The most recent example came this weekend with the rescue of the Iraqi town of Amerli, a town that had held off a besieging ISIS army for more than a month. That siege was finally broken with a combination of U.S. airstrikes, Iraqi and Kurdish army units, and a Shiite militia.

The U.S. bombing runs were helping a militia that had doggedly battled U.S. forces in the years after the overthrow of Saddam Hussein. The militia is also supported by Iran and, according to the Associated Press, was being advised by officers of Iran's elite Revolutionary Guard.

The U.S. has repeatedly said that is not coordinating its efforts with Iran.

President Obama has ordered surveillance flights over Syria to track ISIS, which has its capital, Raqqa, in Syria. Obama has not authorized airstrikes against ISIS in Syria, but they would inevitably benefit the Assad regime.

Iran hasn't been the only antagonist of the U.S. to come to the aid of America's ally, Iraq.
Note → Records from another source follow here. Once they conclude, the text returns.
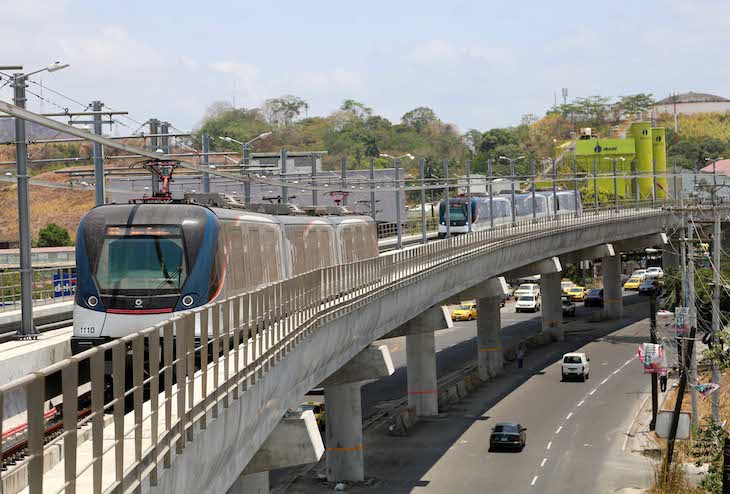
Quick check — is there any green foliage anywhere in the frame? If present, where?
[36,223,71,247]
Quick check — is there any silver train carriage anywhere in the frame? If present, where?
[439,190,583,238]
[71,204,378,353]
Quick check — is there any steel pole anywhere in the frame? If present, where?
[280,149,289,204]
[418,158,428,244]
[340,156,347,206]
[370,156,377,219]
[13,74,38,338]
[201,134,210,194]
[91,101,106,206]
[466,160,472,233]
[395,159,403,249]
[241,144,251,204]
[443,158,451,238]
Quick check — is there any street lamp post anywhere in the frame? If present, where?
[218,132,272,204]
[380,153,416,249]
[499,156,525,226]
[13,62,68,338]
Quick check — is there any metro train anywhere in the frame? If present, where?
[71,197,378,353]
[439,190,583,238]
Shortly after ISIS shocked the world by overrunning much of northern Iraq, Russia sent several warplanes and helicopters to Iraq, putting the U.S. and Russia on the same side in Iraq while having a political confrontation over Ukraine.

In addition, many Iraqi Shiites in recent years have gone to fight in Syria to defend the regime of President Bashar al-Assad, whose government U.S.-backed rebels have been trying to topple. Many of those Iraqis who opposed U.S. goals in Syria are now returning home to join Shiite militias to fight ISIS.

Within the Islamic world, Iran, America's enemy, and Saudi Arabia, a U.S. ally, have jockeyed for dominance, often through allied militias. Iran is a Shiite country while Saudi Arabia is run by a Sunni monarchy.

One of Iran's most powerful allies is the Lebanese militia Hezbollah, which has sent forces into Syria to support Assad. Saudi Arabia has been funneling money and weapons to Syrian rebels.

Now, Hezbollah is poised to battle ISIS in defense of Assad -- and all three are traditional enemies of the U.S.

Possibly more surprising is Saudi Arabia aligned with Iran in its fear that ISIS could destabilize the region and threaten the influence of both governments.